Profitiert die Bevölkerung der tropischen Steueroasen wenigstens von den ausländischen Geldanlagen?

Also diejenigen, die im Finanzsektor arbeiten, auf jeden Fall. Der Gesamtbevölkerung nützt es zumindest etwas. Vergleicht man Infrastruktur und Bildungssystem der karibischen Länder, stehen die Cayman Islands zum Beispiel gut da. Aber es gibt dennoch eine riesengroße Ungleichheit zwischen denjenigen, die etwas mit dem Finanzsektor zu tun haben und der übrigen Bevölkerung. Und dann besteht natürlich die Frage, wer kann im Finanzsektor überhaupt was werden und wer nicht? Nur Expats oder auch die einheimische Bevölkerung? Und wenn Zweiteres, welche Teile der einheimischen Bevölkerung?

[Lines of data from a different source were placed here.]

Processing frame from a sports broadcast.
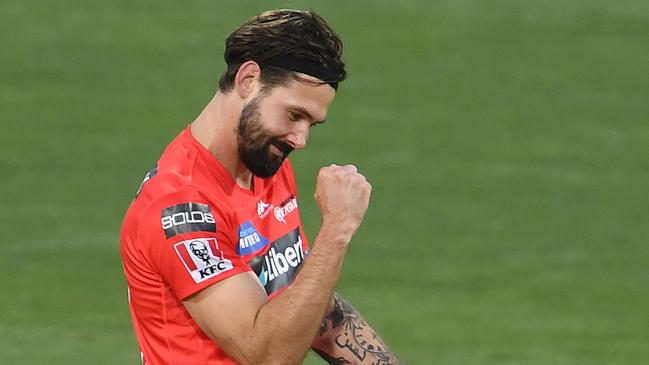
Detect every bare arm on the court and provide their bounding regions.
[313,294,399,365]
[184,165,371,365]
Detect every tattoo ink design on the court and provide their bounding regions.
[316,294,398,365]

Vielen Dank für das Gespräch!

Lukas Hakelberg absolvierte am Institut d'Études Politiques de Paris (Sciences Po) den Diplomstudiengang Affaires Européennes und schloss zusätzlich den Master Politikwissenschaft des Otto-Suhr-Instituts der Freien Universität Berlin ab. Er war als wissenschaftlicher Mitarbeiter am Forschungszentrum für Umweltpolitik der Freien Universität Berlin und als Trainee im Referat Mittlerer Osten des Europäischen Auswärtigen Dienstes in Brüssel tätig. Seine Promotion in Politik- und Sozialwissenschaften schloss er 2016 am Europäischen Hochschulinstitut (EHI) in Florenz ab. Von September 2016 bis Oktober 2019 war Lukas Hakelberg im Horizont 2020 Projekt „Combatting Fiscal Fraud and Empowering Regulators (COFFERS)“ an der Otto-Friedrich-Universität Bamberg beschäftigt. Ende 2019 wurde Lukas Hakelberg wissenschaftlicher Mitarbeiter am Arbeitsbereich für Internationale und Vergleichende Politische Ökonomie des Otto-Suhr-Instituts für Politikwissenschaft der Freien Universität Berlin. Ende 2023 ernannte ihn die Leuphana Universität Lüneburg zum Professor für Politikwissenschaften, insbesondere Politische Ökonomie (W2).